Is it too much to ask that judges and legislatures acknowledge the difficulty of this debate by leaving it to normal democratic processes? In fact, the more passionate an issue, the less justification there often is for constitutionalizing it. Constitutions tempt those who are way too sure they are right. Certainty is, to be sure, a constant feature of our politics -- some certainties endure; others are fated to be supplanted by the certainties of a succeeding age. Neither we nor the Framers can be sure which is which, but the Framers were sure that we should debate our differences in this day's time and arena. It is sad that the state of James Madison and John Marshall will in all likelihood forsake their example of limited constitutionalism this fall. Their message is as clear today as it was at the founding: Leave constitutions alone.
It does him great dishonor when people like Meyer lie about the record. It says a lot about Meyer's dishonesty that she is willing to distort the record when it is so easy, as they say, to go look it up. I don't know whether to be more disturbed by Meyer's intellectual dishonesty or by her intellectual snobbishness -- that is, her thinking that readers of the Washington Post are too stupid to see through her editorial sleight-of-hand.

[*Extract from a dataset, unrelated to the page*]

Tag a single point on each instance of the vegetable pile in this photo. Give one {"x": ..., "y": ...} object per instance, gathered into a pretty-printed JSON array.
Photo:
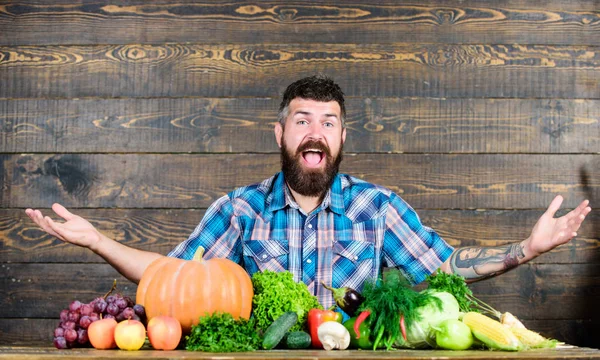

It is noteworthy that, in her piece, Agness was identified by the Post as
a law student at the University of Virginia and founder and president of the Network of Enlightened Women, a national organization for conservative college women.The Post did not identify Meyer beyond her name. So, for the record, let's note that she describes herself on her Facebook page as a member of the UVA class of 2009 and as "very liberal" in her political views. She also says she is a fan of both the Colbert Report and the Human Rights Campaign. Not that there's anything wrong with that -- but let's make sure that the record is complete as well as, pardon the expression, set straight.